Phylograms revealed by PAUP from MP analyses of the rpb1 (a), rpb2 (b) and tef1 (c) matrices, showing the phylogenetic position of Stilbocrea walteri within Bionectriaceae. a One of two MP trees 2320 steps long; asterisk (*) denoting node that collapsed in the strict consensus of the two MP trees. b Single MP tree 2597 steps long. c Single MP tree 957 steps long. GenBank accession numbers of sequences are given following the taxon names; isolates in bold were sequenced during the present study. MP and ML bootstrap support above 50% are given at first and second position, respectively, above or below the branches

The downloaded GenBank sequences were aligned with the sequences generated in our study with the server version of MAFFT (www.ebi.ac.uk/Tools/mafft) using the default settings and checked and refined with BioEdit v. 7.0.9.0 (Hall 1999). The four matrices were analysed separately. The final matrices used for phylogenetic analyses contained 863, 750, 1072 and 951 alignment characters for the LSU, rpb1, rpb2 and tef1, respectively.

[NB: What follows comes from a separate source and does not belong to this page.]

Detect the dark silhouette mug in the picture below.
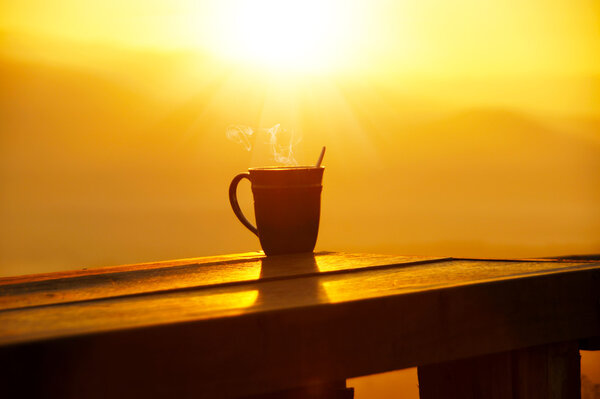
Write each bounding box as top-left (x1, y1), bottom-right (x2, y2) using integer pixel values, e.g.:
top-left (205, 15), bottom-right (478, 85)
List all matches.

Maximum parsimony (MP) analyses were performed with PAUP v. 4.0a161 (Swofford 2002), using 1000 replicates of heuristic search with random addition of sequences and subsequent TBR branch swapping (MULTREES option in effect, steepest descent option not in effect). All molecular characters were unordered and given equal weight; analyses were performed with gaps treated as missing data; the COLLAPSE command was set to MAXBRLEN. Bootstrap analysis with 1000 replicates was performed in the same way, but using 5 rounds of random sequence addition and subsequent TBR branch swapping during each bootstrap replicate, with the COLLAPSE command set to MINBRLEN; in addition, each replicate was limited to 1 million rearrangements in the LSU analyses. All molecular characters were unordered and given equal weight; analyses were performed with gaps treated as missing data; the COLLAPSE command was set to minbrlen.

Maximum likelihood (ML) analyses were performed with RAxML (Stamatakis 2006) as implemented in raxmlGUI 1.3 (Silvestro and Michalak 2012) using the ML + rapid bootstrap setting and the GTRGAMMA substitution model with 1000 bootstrap replicates.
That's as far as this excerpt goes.